Another factor is that although sales for microphones that go into computers have been slowing, they are coming down from a frenzy in 2020-21, when people started working from home in droves after the onset of the Covid-19 pandemic. Knowles’ computing end-market remains stronger than it was in 2019 as an enduring trend in video conferencing requires users to upgrade their equipment.

Yoon also points to new secular growth. Consumers are increasingly demanding gizmos they can talk to: computers, remote controls, household appliances. Another development that plays to Knowles’ strength is its traditional hearing-aid business: the U.S. government has recently approved over-the-counter sales, which should boost the market in part by making it easier for people to begin wearing the units at younger ages.

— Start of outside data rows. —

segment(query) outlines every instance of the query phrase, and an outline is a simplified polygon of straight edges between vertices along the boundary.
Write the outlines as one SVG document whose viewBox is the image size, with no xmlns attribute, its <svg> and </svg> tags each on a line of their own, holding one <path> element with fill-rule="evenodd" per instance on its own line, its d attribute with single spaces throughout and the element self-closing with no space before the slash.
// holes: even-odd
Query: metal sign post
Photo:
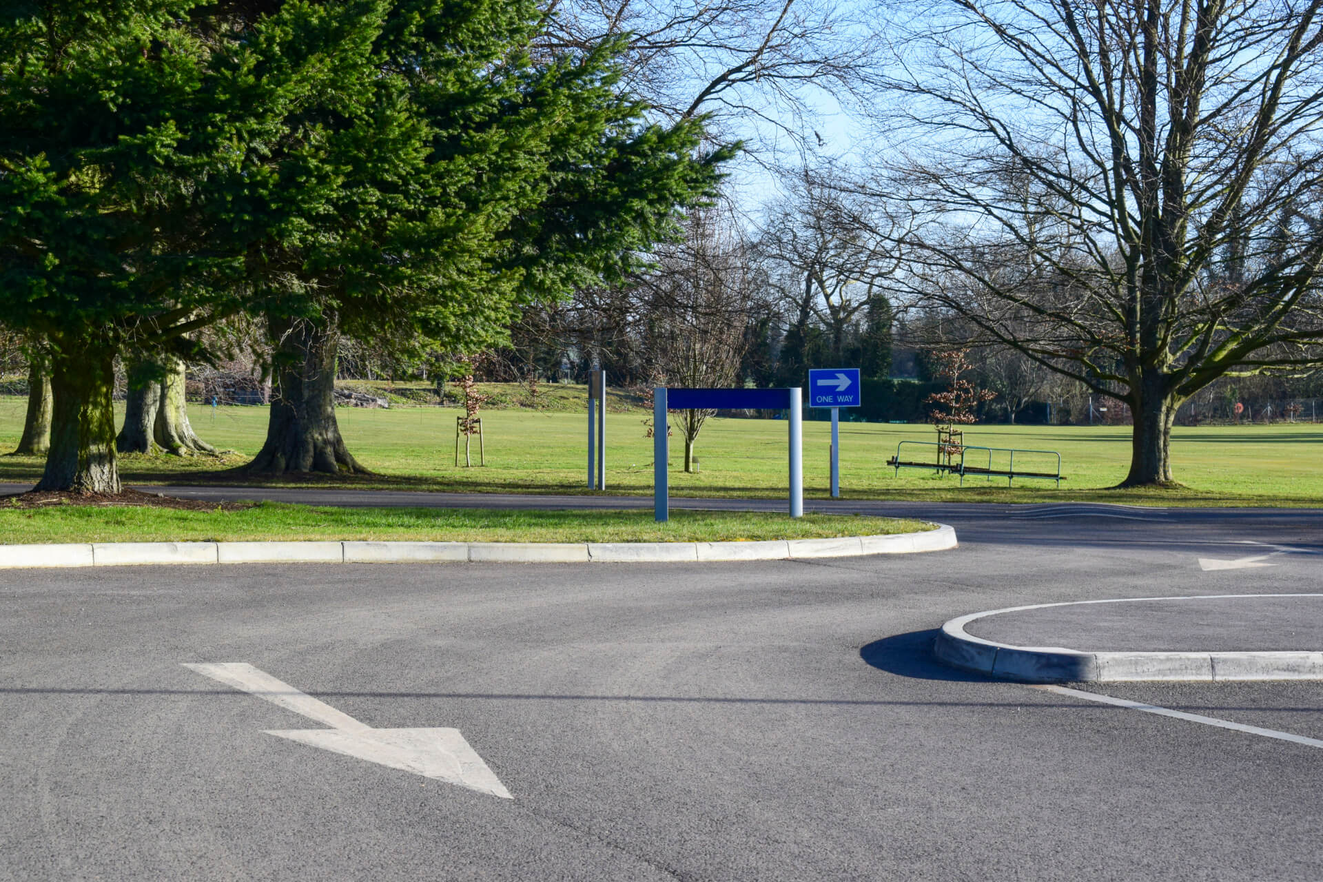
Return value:
<svg viewBox="0 0 1323 882">
<path fill-rule="evenodd" d="M 859 368 L 808 372 L 808 406 L 831 407 L 831 495 L 840 497 L 840 409 L 859 407 Z"/>
<path fill-rule="evenodd" d="M 652 390 L 654 506 L 665 521 L 668 410 L 786 410 L 790 415 L 790 517 L 804 514 L 802 389 L 663 389 Z"/>
<path fill-rule="evenodd" d="M 587 488 L 606 489 L 606 372 L 587 374 Z"/>
<path fill-rule="evenodd" d="M 665 391 L 664 386 L 652 390 L 652 512 L 658 521 L 669 517 L 667 460 L 671 459 L 671 451 L 667 450 Z"/>
</svg>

In addition, Knowles makes ceramic capacitors and electromagnetic interference filters that could benefit from radar-system upgrades, new communications satellites, the buildout of 5G telecom systems and rising use of implantable medical devices.

Knowles has suggested EPS could grow about 50% to more than $2.50 a share by 2025. Based on how depressed he thinks they currently are, Yoon sees even better prospects for the company’s shares, currently trading around $16.50.